Urbanisme : une ville qui protège, qui rafraîchit, qui respecte ses quartiers
Une mesure proposée par Printemps montpelliérain
Zéro artificialisation nette : stop au bétonnage, priorité à la ville déjà là
La ville étouffe : surchauffe, ruissellement, perte de nature.
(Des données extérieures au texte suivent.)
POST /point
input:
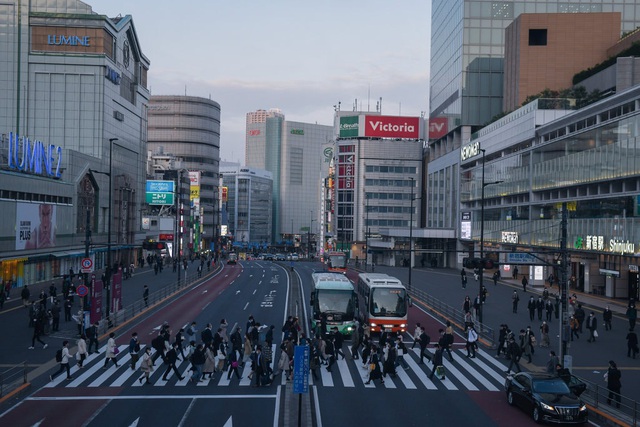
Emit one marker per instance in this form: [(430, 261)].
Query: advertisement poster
[(116, 291), (96, 301), (35, 226)]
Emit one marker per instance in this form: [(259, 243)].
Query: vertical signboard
[(116, 292), (301, 369), (96, 301)]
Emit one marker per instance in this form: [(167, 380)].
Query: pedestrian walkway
[(485, 372)]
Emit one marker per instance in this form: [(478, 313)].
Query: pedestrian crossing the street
[(468, 374)]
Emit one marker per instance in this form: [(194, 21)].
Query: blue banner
[(301, 369)]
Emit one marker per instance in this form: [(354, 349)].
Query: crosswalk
[(484, 372)]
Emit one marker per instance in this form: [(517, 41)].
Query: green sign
[(159, 198), (349, 127)]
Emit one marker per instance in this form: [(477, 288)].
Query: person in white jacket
[(112, 351), (81, 355), (64, 362)]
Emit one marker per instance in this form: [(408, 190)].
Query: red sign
[(438, 127), (392, 127)]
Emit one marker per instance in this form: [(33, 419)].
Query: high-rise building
[(466, 92), (292, 152), (467, 51), (74, 95), (188, 128), (248, 205)]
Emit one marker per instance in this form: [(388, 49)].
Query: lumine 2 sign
[(34, 157)]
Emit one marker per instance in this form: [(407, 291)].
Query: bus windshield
[(337, 261), (388, 302), (335, 302)]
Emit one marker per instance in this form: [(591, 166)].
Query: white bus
[(333, 296), (383, 302)]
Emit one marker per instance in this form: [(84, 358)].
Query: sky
[(299, 56)]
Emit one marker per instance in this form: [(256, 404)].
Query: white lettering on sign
[(469, 151), (595, 243), (390, 127), (510, 237), (622, 247)]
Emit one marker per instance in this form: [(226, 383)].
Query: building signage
[(160, 186), (159, 198), (510, 237), (112, 75), (392, 127), (438, 127), (469, 151), (465, 226), (33, 157), (349, 127), (56, 40)]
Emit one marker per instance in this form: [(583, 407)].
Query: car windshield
[(555, 386)]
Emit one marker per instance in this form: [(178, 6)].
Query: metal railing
[(13, 378), (138, 306), (444, 312), (597, 396)]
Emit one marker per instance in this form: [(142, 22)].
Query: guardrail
[(12, 378), (444, 312), (155, 297), (597, 396)]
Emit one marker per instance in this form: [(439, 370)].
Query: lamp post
[(480, 269), (411, 232), (109, 267)]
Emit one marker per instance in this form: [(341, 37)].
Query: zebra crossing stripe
[(475, 374), (347, 381), (498, 377), (422, 376), (327, 379)]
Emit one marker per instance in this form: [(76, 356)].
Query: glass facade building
[(588, 159)]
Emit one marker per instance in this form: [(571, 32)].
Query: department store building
[(541, 156), (73, 125)]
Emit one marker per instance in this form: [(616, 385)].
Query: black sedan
[(546, 397)]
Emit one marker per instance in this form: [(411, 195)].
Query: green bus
[(333, 296)]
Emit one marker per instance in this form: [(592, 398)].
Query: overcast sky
[(299, 56)]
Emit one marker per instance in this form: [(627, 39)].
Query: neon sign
[(34, 157)]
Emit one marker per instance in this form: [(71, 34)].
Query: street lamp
[(480, 272), (411, 232)]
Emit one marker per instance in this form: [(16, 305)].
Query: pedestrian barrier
[(444, 312), (596, 397)]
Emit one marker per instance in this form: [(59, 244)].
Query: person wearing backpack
[(134, 350), (515, 351), (62, 357)]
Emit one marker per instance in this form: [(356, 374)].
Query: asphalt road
[(472, 390)]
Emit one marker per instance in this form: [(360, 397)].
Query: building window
[(537, 37)]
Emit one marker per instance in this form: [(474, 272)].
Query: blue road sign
[(301, 369)]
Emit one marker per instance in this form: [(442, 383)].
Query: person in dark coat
[(171, 357), (437, 360), (374, 366), (613, 383)]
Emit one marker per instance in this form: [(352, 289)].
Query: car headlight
[(547, 407)]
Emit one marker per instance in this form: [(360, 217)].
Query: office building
[(188, 128), (292, 152)]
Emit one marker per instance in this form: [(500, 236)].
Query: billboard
[(438, 127), (349, 127), (392, 127), (35, 226)]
Continuer à artificialiser aggrave tout.
Dispositifs :
- Objectif clair : zéro artificialisation nette sur le mandat.
- Priorité à la rénovation, la transformation et la réhabilitation (friches, dents creuses, bureaux vacants) plutôt que l'étalement.
- Stop aux projets qui détruisent des sols vivants et aggravent l'îlot de chaleur.
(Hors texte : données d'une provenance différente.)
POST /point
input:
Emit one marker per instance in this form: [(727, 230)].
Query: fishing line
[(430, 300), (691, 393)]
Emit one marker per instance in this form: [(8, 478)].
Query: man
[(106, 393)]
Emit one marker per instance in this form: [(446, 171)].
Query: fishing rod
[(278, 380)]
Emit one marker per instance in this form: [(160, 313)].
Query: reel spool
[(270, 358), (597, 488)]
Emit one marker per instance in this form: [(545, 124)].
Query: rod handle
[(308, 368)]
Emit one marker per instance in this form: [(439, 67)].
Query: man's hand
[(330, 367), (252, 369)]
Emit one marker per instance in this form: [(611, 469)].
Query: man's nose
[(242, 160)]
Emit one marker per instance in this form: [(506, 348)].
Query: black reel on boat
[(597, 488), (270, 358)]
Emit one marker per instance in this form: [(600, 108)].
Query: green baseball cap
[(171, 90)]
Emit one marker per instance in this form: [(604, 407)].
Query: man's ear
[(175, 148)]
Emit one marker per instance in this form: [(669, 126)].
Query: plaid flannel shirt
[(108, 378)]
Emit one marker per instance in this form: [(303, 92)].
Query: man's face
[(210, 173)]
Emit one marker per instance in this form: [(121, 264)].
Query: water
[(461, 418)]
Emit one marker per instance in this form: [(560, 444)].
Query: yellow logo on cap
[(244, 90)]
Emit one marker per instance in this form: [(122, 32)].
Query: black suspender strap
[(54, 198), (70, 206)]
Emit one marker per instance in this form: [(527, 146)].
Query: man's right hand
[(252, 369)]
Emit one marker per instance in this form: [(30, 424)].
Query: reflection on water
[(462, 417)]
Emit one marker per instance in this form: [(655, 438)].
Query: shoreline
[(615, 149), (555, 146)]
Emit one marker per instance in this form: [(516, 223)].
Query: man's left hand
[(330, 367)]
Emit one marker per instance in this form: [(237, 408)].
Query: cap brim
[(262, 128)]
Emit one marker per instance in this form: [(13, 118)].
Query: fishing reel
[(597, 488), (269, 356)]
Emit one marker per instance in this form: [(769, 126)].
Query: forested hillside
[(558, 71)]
Garanties : moins de béton, plus de sobriété foncière ; une ville plus résiliente face aux canicules et aux pluies extrêmes.
Trame verte et bleue : relier parcs, jardins, cours d'eau, garrigues
La nature est fragmentée : le vivant recule, la biodiversité s'effondre, la ville perd ses respirations.
Dispositifs :
- Construire une trame verte et bleue continue : corridors écologiques, alignements d'arbres, renaturation des berges.
- Protéger les « petits » espaces de nature du quotidien : squares, jardins, friches à haute valeur écologique.
- Soutenir jardins partagés et végétalisation (sols vivants d'abord).
Garanties : plus de biodiversité, plus de fraîcheur, plus de bien-être ; une ville plus vivante et plus respirable.
Démocratie urbanistique : décider avec les habitant·es, pas contre eux
Des projets arrivent « tout faits », la défiance monte, et la ville se fracture.
Dispositifs :
- Concertations utiles : conseils de quartier outillés, ateliers publics, restitutions claires, calendrier public.
- Transparence : objectifs, impacts, alternatives, engagements, suivi.
- Droit d'alerte citoyen sur les projets qui menacent la santé, le climat ou le cadre de vie.
Plan « Montpellier ville fraîche » : arbres, ombre, désimperméabilisation
Les canicules deviennent la norme : quartiers minéraux, peu d'ombre, sols imperméables, nuits invivables.
Dispositifs :
- Plan canopée : planter massivement là où ça manque (rues, places, parkings, abords d'écoles).
- Désimperméabiliser : retirer du bitume, remettre du sol vivant, noues, sols infiltrants.
- Multiplier l'ombre et les îlots de fraîcheur (ombrage, points d'eau, matériaux moins chauffants).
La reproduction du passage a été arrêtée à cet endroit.